Explore the impact of different term insertion positions within the input.To analyze the influence of term placement on summarization performance, we compare three insertion strategies: placing the domain terms at the beginning (
Prefix: Term+CTI), at the end (
Postfix: CTI+Term), and inline-before their natural occurrences (
Inline-Before) within the CTI text. We evaluate all strategies under the GenTerm+LM-SFT setting using BART-base in the CTIS and APS tasks. As shown in
Table 6, inserting terms at the beginning of the input consistently yields the best performance across all evaluation metrics for both tasks. On the CTIS task, the prefix strategy achieves a ROUGE-1 of 57.37, ROUGE-2 of 24.20, and ROUGE-L of 36.06, outperforming postfix and inline strategies. Inline-Before achieves intermediate performance with ROUGE-1 of 56.80, ROUGE-2 of 23.65 and ROUGE-L of 35.45, demonstrating a viable alternative.

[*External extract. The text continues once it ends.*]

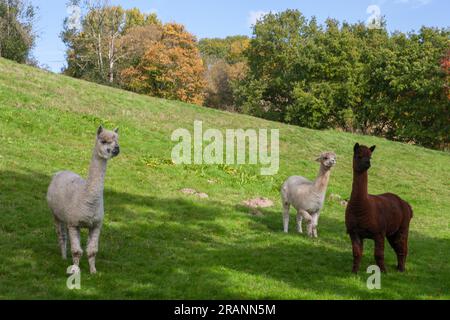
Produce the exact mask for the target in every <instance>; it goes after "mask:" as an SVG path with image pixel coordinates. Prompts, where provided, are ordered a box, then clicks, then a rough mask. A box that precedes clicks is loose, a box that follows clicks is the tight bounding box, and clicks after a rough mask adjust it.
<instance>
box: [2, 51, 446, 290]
mask: <svg viewBox="0 0 450 320" xmlns="http://www.w3.org/2000/svg"><path fill="white" fill-rule="evenodd" d="M194 120H202V121H203V126H204V128H205V129H206V128H217V129H220V130H225V129H226V128H230V129H237V128H244V129H246V128H255V129H258V128H268V129H279V130H280V170H279V172H278V174H276V175H274V176H261V175H259V167H258V166H252V165H241V166H219V165H214V166H207V165H196V166H194V165H192V166H175V165H173V164H171V163H170V161H169V160H170V158H171V150H172V147H173V146H174V142H172V141H171V140H170V137H171V133H172V132H173V130H175V129H177V128H187V129H189V130H192V128H193V122H194ZM100 124H104V125H105V126H106V127H108V128H113V127H115V126H119V127H120V144H121V151H122V152H121V154H120V156H119V157H117V158H115V159H113V160H112V161H110V163H109V164H108V170H107V175H106V182H105V220H104V227H103V232H102V235H101V239H100V252H99V254H98V258H97V269H98V271H99V273H98V274H97V275H94V276H91V275H89V273H88V264H87V258H86V256H85V255H84V256H83V259H82V263H81V270H82V273H81V290H73V291H70V290H68V289H67V288H66V279H67V275H66V269H67V267H68V266H69V265H70V262H71V260H67V261H63V260H62V259H61V257H60V253H59V249H58V246H57V240H56V235H55V231H54V226H53V221H52V217H51V215H50V212H49V210H48V208H47V204H46V200H45V194H46V191H47V186H48V184H49V182H50V179H51V176H52V175H53V173H55V172H57V171H59V170H63V169H64V170H65V169H68V170H72V171H75V172H77V173H79V174H81V175H82V176H83V177H85V176H86V175H87V170H88V166H89V162H90V158H91V152H92V147H93V142H94V136H95V131H96V129H97V127H98V125H100ZM355 142H359V143H363V144H366V145H373V144H376V145H377V150H376V151H375V153H374V156H373V164H372V168H371V169H370V174H369V192H370V193H374V194H377V193H382V192H388V191H389V192H394V193H397V194H398V195H400V196H401V197H402V198H403V199H405V200H407V201H408V202H409V203H410V204H411V205H412V207H413V209H414V218H413V220H412V223H411V229H410V242H409V246H410V253H409V257H408V261H407V272H406V273H405V274H399V273H397V272H396V271H395V265H396V259H395V255H394V253H393V251H392V249H391V248H390V247H389V246H388V245H386V263H387V267H388V273H387V274H383V275H382V284H381V285H382V288H381V290H373V291H371V290H368V289H367V287H366V280H367V277H368V274H366V272H365V271H366V268H367V267H368V266H369V265H371V264H374V258H373V243H372V241H366V243H365V254H364V259H363V262H362V268H361V272H360V273H359V275H357V276H355V275H352V274H351V273H350V270H351V264H352V253H351V244H350V241H349V238H348V235H347V234H346V232H345V225H344V212H345V208H344V207H343V206H342V205H341V204H340V202H339V201H338V200H333V199H330V198H329V195H330V194H337V195H340V196H341V197H342V198H343V199H345V198H348V197H349V195H350V192H351V185H352V165H351V162H352V151H353V145H354V144H355ZM326 150H333V151H335V152H336V153H337V156H338V162H337V166H336V167H335V168H334V169H333V172H332V175H331V180H330V184H329V188H328V192H327V200H326V203H325V207H324V209H323V211H322V214H321V218H320V221H319V238H318V239H309V238H307V237H306V236H305V235H300V234H297V233H296V232H295V215H294V211H293V210H292V211H291V222H290V232H289V234H284V233H283V232H282V219H281V205H280V200H279V188H280V185H281V184H282V182H283V181H284V179H286V178H287V177H288V176H290V175H297V174H299V175H303V176H306V177H308V178H310V179H314V178H315V176H316V175H317V172H318V164H317V163H316V162H315V161H314V159H315V157H316V156H317V155H318V154H319V153H320V152H321V151H326ZM449 169H450V155H449V153H445V152H438V151H433V150H428V149H425V148H420V147H415V146H411V145H406V144H401V143H394V142H391V141H387V140H384V139H380V138H375V137H368V136H360V135H352V134H349V133H342V132H337V131H332V130H330V131H314V130H308V129H303V128H299V127H295V126H288V125H283V124H280V123H275V122H270V121H265V120H261V119H257V118H253V117H249V116H245V115H237V114H231V113H226V112H221V111H215V110H211V109H207V108H204V107H199V106H194V105H189V104H184V103H181V102H176V101H167V100H161V99H156V98H151V97H145V96H140V95H136V94H133V93H129V92H125V91H121V90H117V89H112V88H107V87H103V86H100V85H96V84H93V83H88V82H84V81H79V80H75V79H71V78H68V77H64V76H60V75H54V74H50V73H47V72H43V71H39V70H37V69H34V68H31V67H27V66H22V65H18V64H15V63H12V62H8V61H6V60H2V59H0V298H1V299H18V298H23V299H120V298H124V299H449V298H450V229H449V217H450V212H449V211H450V210H449V204H450V170H449ZM182 188H194V189H196V190H198V191H199V192H206V193H207V194H208V195H209V198H207V199H198V198H196V197H194V196H190V195H185V194H183V193H181V192H180V191H179V190H180V189H182ZM258 196H262V197H267V198H269V199H271V200H273V201H274V203H275V205H274V206H273V207H271V208H267V209H263V210H262V213H263V215H262V216H256V215H252V214H250V213H249V210H247V209H246V208H245V207H243V206H242V205H241V202H242V201H243V200H246V199H249V198H253V197H258ZM82 235H83V246H84V245H85V243H86V236H87V235H86V232H83V234H82Z"/></svg>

In the APS task, prefix input achieves ROUGE-1 of 57.87, ROUGE-2 of 24.07, and ROUGE-L of 39.42, while Inline-Before yields 56.35, 23.25, and 37.80, respectively—both outperforming the postfix strategy. BERTScore shows a consistent trend across both tasks. These results suggest that prefix placement guides the model to attend to key concepts early in the decoding process, whereas Inline-Before, though slightly less effective, provides localized cues that may enhance interpretability and alignment.
4.9. Few-Shot Analysis
To assess the effectiveness of the proposed summarization approach under low-resource scenarios, we conduct a detailed few-shot analysis by varying the amount of training data from 1% to 100%. Specifically, we evaluate the performance of BART-base with the GenTerm+LM-SFT strategy across seven data proportions: 1%, 5%, 10%, 30%, 50%, 70%, and 100%. The results are presented in
Figure 4, reporting ROUGE-1, ROUGE-2, and ROUGE-L scores for both CTIS and APS tasks.
In the CTIS task, we observe consistent and substantial performance gains as the training data proportion increases: ROUGE-1 improves from 36.78 (1%) to 57.37 (100%), ROUGE-2 from 10.92 to 24.20, and ROUGE-L from 22.40 to 36.06. Notably, even at the 1% level, the model achieves reasonable scores, demonstrating its ability to generalize under extremely limited supervision. Significant improvements are observed with just 5% of the training data, and performance continues to improve steadily thereafter.
In the APS task, a similar trend is observed: ROUGE-1 rises from 37.22 (1%) to 57.87 (100%), ROUGE-2 from 11.04 to 24.07, and ROUGE-L from 22.18 to 39.42. The performance gap between 1% and 10% settings is particularly large, suggesting that even a small increase in data leads to notable gains in complex tasks like APS. The model reaches competitive performance with 30–50% of the data and saturates around 70%, confirming its efficiency and scalability.
These results validate the low-resource applicability of our term-guided summarization approach. The model exhibits strong learning capability from very few examples and achieves near-optimal performance with only a fraction of the training data. This makes the proposed framework particularly suitable for domains where annotated CTI summaries are scarce or expensive to obtain.